Ogonek version numbers use the semantic versioning 2.0.0 rules.

Each Ogonek release is tied to a specific Unicode version. This is unavoidable because Unicode updates may require changes not only in the Unicode character data, but also in the algorithms. Because of this, arbitrarily mixing Ogonek versions and Unicode versions is not supported.

At any given time, Ogonek supports the two latest released Unicode major versions, starting with Unicode 9.0.0.

Licensing

The source code of Ogonek is dedicated to the public domain. Where not applicable, source code is licensed under the terms of the CC0 1.0 Universal public domain dedication.

Note

The person who associated a work with this deed has dedicated the work to the public domain by waiving all of his or her rights to the work worldwide under copyright law, including all related and neighboring rights, to the extent allowed by law.

You can copy, modify, distribute and perform the work, even for commercial purposes, all without asking permission.

In no way are the patent or trademark rights of any person affected by CC0, nor are the rights that other persons may have in the work or in how the work is used, such as publicity or privacy rights.

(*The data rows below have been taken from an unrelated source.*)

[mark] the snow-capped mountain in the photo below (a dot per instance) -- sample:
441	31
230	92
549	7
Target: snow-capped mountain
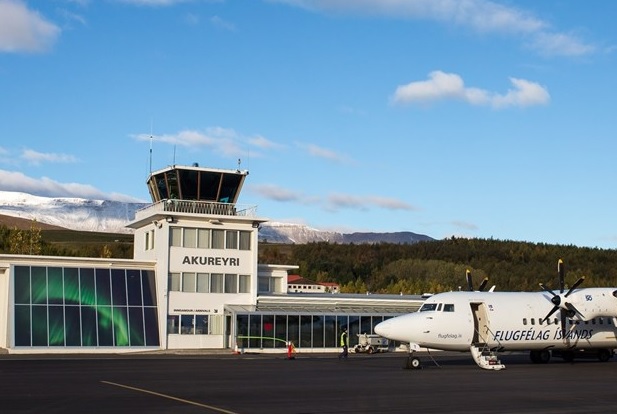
112	216
71	213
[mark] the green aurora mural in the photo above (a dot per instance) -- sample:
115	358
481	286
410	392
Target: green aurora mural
85	307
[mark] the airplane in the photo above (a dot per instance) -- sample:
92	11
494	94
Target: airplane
568	324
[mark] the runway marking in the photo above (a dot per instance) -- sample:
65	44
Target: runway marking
158	394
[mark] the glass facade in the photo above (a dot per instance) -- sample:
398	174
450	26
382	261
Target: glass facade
85	307
254	330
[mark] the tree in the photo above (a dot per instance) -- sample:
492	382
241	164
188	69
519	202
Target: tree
26	241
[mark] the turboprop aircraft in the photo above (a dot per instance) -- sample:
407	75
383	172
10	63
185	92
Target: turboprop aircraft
545	323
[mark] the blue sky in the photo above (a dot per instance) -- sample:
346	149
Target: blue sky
469	118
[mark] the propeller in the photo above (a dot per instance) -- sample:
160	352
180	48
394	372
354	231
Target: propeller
470	282
568	310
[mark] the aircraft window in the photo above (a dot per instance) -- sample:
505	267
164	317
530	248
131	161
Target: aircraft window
428	307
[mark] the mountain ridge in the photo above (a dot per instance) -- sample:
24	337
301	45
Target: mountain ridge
112	216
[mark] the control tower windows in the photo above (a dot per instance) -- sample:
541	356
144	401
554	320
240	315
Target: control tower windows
203	238
218	239
231	239
245	240
216	283
190	237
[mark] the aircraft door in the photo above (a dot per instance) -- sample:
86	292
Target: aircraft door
481	324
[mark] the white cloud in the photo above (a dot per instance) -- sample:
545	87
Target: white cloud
560	44
223	24
264	143
320	152
443	86
24	30
35	157
46	187
483	16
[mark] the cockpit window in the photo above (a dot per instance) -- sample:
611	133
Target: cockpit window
427	307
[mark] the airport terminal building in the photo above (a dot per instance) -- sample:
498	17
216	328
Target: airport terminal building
194	282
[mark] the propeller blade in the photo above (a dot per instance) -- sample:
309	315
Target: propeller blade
483	284
547	289
572	311
575	285
561	271
469	282
555	309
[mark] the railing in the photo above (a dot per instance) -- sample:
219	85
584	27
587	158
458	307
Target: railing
199	207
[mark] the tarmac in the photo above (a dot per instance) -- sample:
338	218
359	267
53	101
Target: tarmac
256	383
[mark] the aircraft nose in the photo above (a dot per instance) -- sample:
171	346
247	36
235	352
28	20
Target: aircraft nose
392	329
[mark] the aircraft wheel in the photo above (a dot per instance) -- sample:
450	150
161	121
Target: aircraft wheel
568	356
544	356
604	355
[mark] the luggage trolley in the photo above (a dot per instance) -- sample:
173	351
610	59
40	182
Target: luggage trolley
371	343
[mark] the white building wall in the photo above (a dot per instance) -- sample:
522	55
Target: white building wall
4	306
177	259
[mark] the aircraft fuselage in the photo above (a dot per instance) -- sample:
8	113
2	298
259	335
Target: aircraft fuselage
509	321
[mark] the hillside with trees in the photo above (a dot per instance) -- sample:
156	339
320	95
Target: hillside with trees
438	266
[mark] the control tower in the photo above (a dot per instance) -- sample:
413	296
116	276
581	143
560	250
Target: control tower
205	248
195	183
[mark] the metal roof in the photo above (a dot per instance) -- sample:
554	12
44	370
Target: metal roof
331	304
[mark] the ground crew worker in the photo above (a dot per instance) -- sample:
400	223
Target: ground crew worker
344	344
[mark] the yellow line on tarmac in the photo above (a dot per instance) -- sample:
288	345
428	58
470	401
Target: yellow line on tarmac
220	410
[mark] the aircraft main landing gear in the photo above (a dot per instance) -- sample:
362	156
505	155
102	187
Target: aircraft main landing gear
540	357
413	362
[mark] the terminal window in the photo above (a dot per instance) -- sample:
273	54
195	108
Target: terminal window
84	307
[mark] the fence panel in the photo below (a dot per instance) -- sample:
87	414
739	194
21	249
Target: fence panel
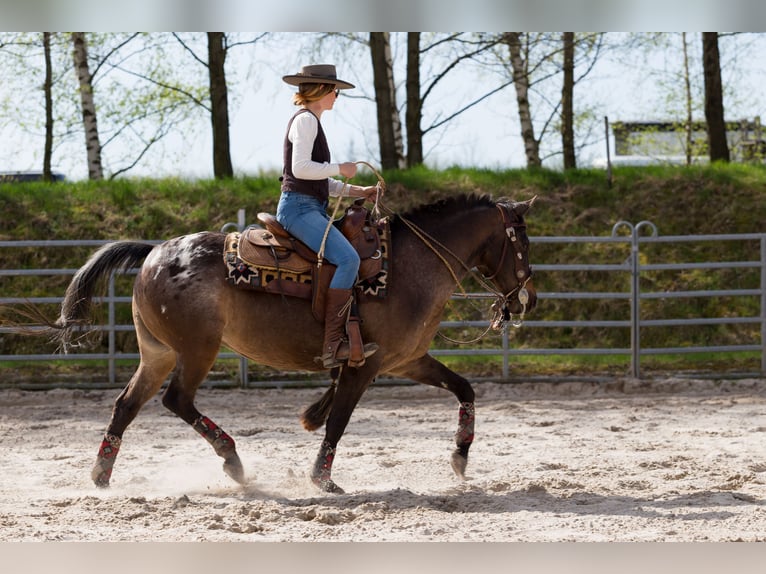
632	246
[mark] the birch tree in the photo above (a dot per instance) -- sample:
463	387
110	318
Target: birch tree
88	106
389	122
567	102
714	110
520	67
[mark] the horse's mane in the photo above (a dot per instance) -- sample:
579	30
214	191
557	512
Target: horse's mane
422	214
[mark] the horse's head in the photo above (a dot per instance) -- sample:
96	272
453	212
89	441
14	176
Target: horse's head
505	263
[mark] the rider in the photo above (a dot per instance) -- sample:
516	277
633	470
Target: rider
307	182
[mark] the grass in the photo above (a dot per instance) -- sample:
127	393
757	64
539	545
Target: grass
711	199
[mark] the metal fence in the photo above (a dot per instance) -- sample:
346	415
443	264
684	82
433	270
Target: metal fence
631	237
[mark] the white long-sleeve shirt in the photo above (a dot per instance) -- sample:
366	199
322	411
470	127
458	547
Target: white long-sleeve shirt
303	132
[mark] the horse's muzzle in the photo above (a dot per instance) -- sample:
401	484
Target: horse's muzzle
518	303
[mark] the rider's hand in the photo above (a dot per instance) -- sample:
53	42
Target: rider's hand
371	192
348	169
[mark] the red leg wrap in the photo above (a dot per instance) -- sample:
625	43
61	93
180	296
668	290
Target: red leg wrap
222	443
107	453
466	418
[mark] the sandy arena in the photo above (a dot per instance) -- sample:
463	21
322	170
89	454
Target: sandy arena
670	460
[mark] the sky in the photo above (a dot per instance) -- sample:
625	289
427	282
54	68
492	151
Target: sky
486	136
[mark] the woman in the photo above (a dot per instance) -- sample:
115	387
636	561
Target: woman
307	183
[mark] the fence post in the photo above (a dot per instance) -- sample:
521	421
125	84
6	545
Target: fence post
763	305
635	290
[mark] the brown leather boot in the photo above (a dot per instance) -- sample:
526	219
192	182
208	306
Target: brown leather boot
336	348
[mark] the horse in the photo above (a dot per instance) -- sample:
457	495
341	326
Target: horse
184	310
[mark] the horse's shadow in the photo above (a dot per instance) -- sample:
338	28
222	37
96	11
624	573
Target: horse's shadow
475	500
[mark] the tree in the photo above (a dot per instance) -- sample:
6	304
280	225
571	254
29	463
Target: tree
219	45
389	124
714	111
48	91
520	66
85	79
219	105
567	105
447	53
414	113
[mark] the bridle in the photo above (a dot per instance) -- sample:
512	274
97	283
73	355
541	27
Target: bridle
501	314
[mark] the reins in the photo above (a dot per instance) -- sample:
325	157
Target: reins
497	320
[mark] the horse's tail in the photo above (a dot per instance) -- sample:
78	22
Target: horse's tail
88	282
315	415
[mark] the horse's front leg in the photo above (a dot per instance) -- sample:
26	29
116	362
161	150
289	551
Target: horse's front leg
351	386
429	371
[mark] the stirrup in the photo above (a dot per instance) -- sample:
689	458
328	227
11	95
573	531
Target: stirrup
341	356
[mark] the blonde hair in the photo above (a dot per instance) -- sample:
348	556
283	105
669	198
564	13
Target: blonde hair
309	92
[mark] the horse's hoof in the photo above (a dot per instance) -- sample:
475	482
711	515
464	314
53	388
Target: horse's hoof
100	476
327	485
459	463
233	467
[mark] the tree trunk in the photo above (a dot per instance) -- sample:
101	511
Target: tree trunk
688	89
714	115
389	123
219	106
48	89
567	105
414	103
92	144
521	83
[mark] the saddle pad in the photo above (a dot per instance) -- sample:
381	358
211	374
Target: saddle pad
261	248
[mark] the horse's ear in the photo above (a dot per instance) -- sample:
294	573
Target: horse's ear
521	207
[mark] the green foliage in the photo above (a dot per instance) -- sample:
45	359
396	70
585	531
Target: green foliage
714	199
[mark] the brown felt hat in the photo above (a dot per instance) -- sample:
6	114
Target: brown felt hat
317	74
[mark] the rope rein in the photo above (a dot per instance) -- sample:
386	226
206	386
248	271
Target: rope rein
435	246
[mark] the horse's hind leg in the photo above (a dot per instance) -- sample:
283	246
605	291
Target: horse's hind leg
191	370
351	386
156	362
429	371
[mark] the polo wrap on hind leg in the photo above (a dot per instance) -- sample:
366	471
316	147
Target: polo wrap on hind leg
107	454
224	447
463	437
322	472
221	442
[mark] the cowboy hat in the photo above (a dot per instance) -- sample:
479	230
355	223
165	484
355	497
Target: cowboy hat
317	74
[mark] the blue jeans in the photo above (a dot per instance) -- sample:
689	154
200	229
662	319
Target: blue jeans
306	218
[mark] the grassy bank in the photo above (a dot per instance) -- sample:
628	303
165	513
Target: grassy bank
679	201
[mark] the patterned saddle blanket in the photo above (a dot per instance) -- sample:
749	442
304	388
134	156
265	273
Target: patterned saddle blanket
273	261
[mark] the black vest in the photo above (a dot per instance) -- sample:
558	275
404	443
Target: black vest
320	153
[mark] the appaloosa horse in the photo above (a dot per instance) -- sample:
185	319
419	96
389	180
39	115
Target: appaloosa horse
184	310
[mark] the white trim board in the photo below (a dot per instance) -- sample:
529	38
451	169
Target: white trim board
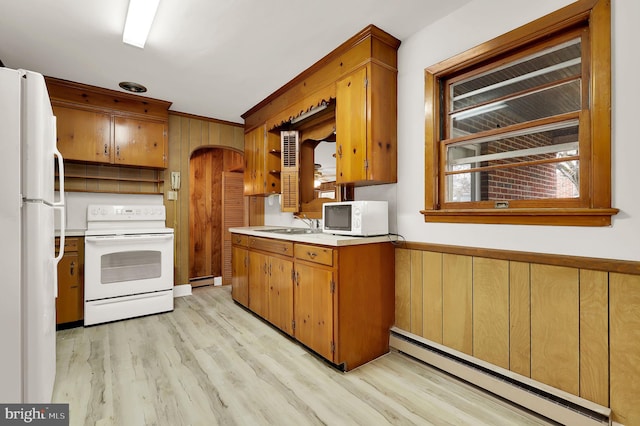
545	400
181	290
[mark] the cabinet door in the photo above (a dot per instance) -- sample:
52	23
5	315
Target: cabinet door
281	294
70	301
351	127
83	135
139	142
258	281
314	309
240	275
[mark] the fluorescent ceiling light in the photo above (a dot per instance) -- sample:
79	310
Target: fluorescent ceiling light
139	19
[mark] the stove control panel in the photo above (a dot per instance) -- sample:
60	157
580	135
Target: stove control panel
118	213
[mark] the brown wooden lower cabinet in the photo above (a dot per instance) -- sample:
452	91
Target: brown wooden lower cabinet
240	269
337	301
70	301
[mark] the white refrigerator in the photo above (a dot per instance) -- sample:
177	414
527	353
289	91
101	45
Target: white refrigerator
28	264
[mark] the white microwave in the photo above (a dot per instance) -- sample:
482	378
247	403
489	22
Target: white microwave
356	218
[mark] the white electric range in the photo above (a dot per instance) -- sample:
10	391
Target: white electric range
128	262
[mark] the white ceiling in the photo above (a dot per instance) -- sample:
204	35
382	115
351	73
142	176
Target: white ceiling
214	58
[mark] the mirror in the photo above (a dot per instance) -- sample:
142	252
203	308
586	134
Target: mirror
313	180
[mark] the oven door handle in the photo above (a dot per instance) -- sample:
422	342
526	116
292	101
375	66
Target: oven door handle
133	239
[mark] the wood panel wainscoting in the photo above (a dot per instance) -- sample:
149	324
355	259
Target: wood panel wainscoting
565	324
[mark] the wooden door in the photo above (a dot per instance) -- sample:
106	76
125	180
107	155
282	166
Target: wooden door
240	274
314	309
83	135
351	127
140	142
281	294
232	216
258	281
205	216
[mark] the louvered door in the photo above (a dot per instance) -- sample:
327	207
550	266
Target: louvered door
289	175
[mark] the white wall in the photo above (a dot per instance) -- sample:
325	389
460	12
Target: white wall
475	23
76	206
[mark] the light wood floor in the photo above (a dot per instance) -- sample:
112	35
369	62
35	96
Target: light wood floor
211	362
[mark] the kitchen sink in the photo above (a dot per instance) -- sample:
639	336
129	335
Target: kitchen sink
292	231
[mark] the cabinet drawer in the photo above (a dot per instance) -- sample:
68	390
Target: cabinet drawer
70	244
315	254
240	240
273	246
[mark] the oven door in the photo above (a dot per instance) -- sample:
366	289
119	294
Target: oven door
121	265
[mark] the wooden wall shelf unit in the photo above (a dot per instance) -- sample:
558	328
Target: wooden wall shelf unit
82	177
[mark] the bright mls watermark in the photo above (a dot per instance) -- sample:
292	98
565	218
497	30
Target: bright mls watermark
34	414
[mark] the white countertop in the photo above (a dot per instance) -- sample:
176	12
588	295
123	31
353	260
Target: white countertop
311	238
71	232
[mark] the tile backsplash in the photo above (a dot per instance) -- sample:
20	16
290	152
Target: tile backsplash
76	205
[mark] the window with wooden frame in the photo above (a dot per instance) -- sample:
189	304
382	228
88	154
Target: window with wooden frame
518	129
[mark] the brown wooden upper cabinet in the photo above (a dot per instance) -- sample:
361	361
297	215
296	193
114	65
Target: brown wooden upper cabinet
96	125
366	129
359	78
140	142
83	135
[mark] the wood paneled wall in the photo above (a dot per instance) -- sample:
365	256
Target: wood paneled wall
187	134
576	327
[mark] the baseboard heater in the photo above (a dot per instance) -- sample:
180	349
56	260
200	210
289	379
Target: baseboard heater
545	400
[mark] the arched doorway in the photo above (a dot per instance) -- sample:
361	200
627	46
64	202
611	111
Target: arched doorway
216	203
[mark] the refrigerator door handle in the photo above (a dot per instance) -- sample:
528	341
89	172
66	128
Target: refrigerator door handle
60	204
60	167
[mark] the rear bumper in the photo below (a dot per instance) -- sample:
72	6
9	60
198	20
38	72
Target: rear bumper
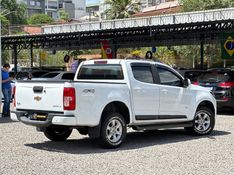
51	119
225	103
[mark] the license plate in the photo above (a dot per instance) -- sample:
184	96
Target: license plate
209	88
41	116
38	116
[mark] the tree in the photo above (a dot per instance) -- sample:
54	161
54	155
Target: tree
121	8
38	19
192	5
64	15
15	13
12	13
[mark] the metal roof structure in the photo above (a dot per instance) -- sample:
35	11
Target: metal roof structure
176	29
166	30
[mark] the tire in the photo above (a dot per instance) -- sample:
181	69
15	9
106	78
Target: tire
57	133
203	122
113	130
83	131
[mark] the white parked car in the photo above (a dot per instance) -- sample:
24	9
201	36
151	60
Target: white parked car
107	96
56	76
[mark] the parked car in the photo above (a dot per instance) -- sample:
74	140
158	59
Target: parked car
193	74
221	83
57	76
108	96
28	75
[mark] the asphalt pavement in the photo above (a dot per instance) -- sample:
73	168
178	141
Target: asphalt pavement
25	151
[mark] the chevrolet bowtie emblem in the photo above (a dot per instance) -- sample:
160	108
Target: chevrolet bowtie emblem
37	98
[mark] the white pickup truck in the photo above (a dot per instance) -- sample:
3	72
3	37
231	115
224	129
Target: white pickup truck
107	96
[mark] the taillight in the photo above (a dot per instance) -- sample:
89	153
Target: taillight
69	98
196	83
13	95
226	84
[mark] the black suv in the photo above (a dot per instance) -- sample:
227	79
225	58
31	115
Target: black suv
221	83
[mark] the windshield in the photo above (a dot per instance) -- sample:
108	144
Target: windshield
101	72
50	75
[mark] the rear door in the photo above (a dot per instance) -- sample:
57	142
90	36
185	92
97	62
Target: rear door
174	98
145	93
41	96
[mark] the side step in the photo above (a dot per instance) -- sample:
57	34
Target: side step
162	125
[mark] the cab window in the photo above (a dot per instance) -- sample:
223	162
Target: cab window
168	77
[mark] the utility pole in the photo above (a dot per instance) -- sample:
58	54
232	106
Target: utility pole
1	59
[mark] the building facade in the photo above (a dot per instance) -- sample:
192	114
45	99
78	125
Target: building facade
75	8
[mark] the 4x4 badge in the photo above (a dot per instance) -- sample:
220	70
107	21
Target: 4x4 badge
37	98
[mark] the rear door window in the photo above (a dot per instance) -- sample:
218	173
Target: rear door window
101	72
168	77
214	77
143	73
68	76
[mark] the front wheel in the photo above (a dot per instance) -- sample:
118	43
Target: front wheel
203	122
113	130
57	133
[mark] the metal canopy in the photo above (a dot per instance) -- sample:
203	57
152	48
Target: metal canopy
178	34
166	30
172	29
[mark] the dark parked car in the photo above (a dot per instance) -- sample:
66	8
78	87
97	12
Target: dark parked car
221	83
27	75
57	76
193	74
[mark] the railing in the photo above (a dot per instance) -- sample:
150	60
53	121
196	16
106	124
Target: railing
179	18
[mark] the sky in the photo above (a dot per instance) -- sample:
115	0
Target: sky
91	1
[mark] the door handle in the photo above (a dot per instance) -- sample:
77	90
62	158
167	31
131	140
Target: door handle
138	89
164	91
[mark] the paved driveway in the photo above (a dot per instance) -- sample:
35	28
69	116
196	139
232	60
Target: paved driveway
23	150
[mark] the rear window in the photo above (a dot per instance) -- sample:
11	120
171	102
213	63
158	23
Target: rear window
68	76
214	77
101	72
38	74
50	75
22	75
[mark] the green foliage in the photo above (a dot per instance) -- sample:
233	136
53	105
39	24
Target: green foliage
121	8
194	5
14	12
64	15
38	19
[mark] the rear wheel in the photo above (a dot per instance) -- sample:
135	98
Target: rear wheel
203	123
57	133
113	130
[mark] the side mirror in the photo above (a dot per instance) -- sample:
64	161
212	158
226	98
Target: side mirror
186	82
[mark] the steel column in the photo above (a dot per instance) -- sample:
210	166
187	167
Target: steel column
31	54
15	57
202	54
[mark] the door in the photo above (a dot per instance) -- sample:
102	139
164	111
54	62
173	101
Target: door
174	98
145	93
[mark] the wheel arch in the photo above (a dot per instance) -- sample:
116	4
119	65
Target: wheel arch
117	106
207	104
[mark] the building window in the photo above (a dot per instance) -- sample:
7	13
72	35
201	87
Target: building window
38	4
32	3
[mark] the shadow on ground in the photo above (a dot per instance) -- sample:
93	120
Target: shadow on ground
5	120
134	140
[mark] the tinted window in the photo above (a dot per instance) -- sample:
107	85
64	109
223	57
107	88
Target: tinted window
143	73
214	77
168	78
101	72
22	75
50	75
37	74
68	76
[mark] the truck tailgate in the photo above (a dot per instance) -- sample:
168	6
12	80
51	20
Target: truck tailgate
42	96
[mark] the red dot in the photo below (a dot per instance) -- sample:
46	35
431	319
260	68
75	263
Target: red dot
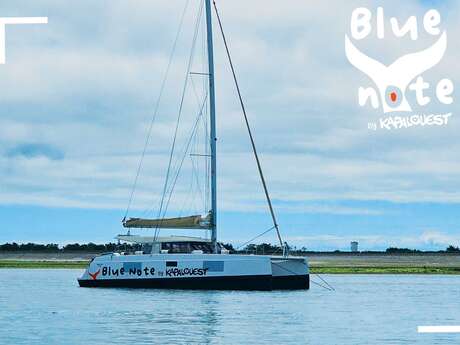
393	96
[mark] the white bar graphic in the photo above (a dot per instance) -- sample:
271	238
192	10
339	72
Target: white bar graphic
438	329
15	20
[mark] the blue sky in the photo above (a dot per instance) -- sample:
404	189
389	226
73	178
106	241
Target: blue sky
78	93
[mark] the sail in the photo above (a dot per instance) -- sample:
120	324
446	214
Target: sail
150	239
191	222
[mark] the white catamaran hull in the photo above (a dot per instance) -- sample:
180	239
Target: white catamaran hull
197	271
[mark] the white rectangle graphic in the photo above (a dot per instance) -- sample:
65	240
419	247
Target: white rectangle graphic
438	329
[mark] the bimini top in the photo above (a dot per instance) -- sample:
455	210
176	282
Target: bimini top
150	239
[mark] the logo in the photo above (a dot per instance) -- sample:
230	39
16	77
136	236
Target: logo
18	20
393	82
95	274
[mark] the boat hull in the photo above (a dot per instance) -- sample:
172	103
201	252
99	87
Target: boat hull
197	272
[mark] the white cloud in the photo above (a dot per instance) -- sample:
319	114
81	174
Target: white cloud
96	70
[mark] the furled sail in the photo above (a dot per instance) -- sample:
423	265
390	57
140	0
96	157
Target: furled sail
192	222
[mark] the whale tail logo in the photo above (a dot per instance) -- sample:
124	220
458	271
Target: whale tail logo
393	80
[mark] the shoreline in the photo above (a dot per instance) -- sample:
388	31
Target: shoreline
319	263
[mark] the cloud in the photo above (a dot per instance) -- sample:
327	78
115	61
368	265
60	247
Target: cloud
36	150
77	96
429	240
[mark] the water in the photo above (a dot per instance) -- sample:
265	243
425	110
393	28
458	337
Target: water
47	307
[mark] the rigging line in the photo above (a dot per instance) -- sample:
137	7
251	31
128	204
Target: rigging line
190	62
183	157
163	83
249	128
255	238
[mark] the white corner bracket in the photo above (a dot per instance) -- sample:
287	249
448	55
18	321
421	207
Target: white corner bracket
15	20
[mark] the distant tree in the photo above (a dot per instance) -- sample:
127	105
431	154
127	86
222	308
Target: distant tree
452	249
394	250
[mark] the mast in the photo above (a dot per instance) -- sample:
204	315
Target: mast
213	138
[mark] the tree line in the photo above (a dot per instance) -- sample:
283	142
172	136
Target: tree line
263	248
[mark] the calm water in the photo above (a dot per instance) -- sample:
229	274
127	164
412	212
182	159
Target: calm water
47	307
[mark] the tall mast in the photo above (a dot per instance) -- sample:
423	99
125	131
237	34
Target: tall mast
213	138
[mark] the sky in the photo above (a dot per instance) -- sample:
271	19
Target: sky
78	94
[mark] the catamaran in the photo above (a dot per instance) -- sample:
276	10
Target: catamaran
184	262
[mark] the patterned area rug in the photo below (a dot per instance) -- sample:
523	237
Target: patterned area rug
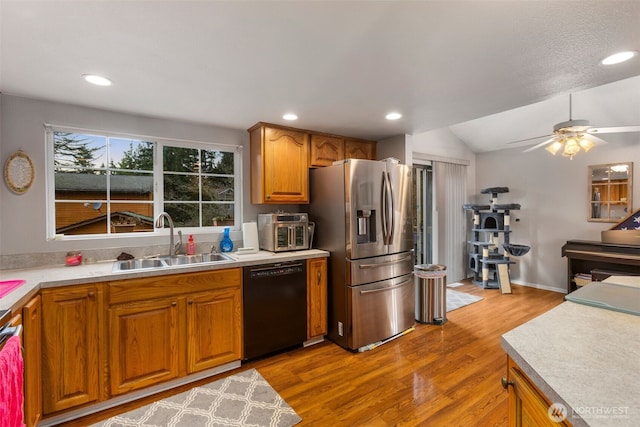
457	299
244	399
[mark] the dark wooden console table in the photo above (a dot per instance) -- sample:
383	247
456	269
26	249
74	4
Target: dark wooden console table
585	256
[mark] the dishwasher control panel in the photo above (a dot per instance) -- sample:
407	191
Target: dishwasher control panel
275	270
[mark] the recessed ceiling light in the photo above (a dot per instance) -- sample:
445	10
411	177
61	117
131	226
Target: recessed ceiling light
97	80
619	57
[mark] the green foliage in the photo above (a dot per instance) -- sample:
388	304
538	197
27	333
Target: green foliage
70	150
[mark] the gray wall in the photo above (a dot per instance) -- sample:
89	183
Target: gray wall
23	217
553	192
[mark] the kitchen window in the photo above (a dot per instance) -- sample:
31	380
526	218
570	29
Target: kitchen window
107	184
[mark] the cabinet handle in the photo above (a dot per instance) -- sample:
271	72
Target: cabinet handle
505	383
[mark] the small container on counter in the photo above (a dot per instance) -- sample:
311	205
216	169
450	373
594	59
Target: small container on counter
73	258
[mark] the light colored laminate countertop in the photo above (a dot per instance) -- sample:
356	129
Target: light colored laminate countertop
60	275
586	358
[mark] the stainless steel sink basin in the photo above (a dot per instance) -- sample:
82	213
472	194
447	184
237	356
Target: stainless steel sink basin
196	259
167	262
135	264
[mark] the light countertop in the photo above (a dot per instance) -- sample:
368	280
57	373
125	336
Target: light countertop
586	358
60	275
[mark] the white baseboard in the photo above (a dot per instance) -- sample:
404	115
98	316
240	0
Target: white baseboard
537	286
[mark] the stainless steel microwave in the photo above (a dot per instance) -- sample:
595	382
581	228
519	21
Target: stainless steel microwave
280	232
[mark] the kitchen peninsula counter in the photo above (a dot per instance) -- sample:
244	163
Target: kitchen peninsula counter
60	275
586	358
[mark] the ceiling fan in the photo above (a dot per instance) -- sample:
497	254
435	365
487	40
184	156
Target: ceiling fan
573	135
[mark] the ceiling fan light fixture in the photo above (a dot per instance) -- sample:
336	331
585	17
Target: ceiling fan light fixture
619	57
554	148
571	148
586	144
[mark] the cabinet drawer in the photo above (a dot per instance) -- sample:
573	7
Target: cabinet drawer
174	285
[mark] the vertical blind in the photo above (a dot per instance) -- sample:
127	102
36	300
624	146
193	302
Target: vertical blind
450	182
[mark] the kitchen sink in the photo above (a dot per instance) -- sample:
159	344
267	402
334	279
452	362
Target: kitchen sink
168	262
196	259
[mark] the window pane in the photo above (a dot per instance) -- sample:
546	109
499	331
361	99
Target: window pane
74	218
78	151
131	154
217	189
183	214
131	217
87	184
179	159
218	162
181	187
133	186
218	215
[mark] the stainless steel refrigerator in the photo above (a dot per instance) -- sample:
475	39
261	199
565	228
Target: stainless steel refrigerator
362	210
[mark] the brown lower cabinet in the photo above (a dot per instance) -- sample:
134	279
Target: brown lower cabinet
32	343
144	344
70	337
181	324
106	339
528	406
316	297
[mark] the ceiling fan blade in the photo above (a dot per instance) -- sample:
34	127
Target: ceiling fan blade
542	144
594	139
617	129
529	139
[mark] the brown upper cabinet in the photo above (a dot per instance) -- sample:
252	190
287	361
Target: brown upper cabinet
281	157
359	149
325	150
279	165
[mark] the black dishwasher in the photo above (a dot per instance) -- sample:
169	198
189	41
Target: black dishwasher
275	307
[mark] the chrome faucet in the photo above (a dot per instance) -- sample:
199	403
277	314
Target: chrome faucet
160	224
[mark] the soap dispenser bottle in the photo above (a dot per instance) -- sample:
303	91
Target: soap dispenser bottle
226	245
191	246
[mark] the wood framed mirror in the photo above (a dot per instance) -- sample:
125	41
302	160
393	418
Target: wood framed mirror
610	191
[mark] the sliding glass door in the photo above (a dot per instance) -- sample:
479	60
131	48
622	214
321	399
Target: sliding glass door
423	213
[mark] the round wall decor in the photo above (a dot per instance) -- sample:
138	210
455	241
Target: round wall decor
19	172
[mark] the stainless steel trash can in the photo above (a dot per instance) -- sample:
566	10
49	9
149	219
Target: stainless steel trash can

Unless expressly stated otherwise, the person who associated a work with this deed makes no warranties about the work, and disclaims liability for all uses of the work, to the fullest extent permitted by applicable law.

When using or citing the work, you should not imply endorsement by the author or the affirmer.

Trivia

Ogonek means “little tail” in Polish. It is the name of a diacritic used in several European and Native American languages. It exists in the Unicode repertoire as a combining character (U+0328 ᴄᴏᴍʙɪɴɪɴɢ ᴏɢᴏɴᴇᴋ), as an isolated character (U+02DB ᴏɢᴏɴᴇᴋ), or precomposed with Latin alphabet letters (like U+01EA ʟᴀᴛɪɴ ᴄᴀᴘɪᴛᴀʟ ʟᴇᴛᴛᴇʀ ᴏ ᴡɪᴛʜ ᴏɢᴏɴᴇᴋ).

The name was picked randomly and it has absolutely no special meaning as the name of this project. It is just a label the author appropriated for it. In English it is pronounced /ˈoʊɡənɛk/.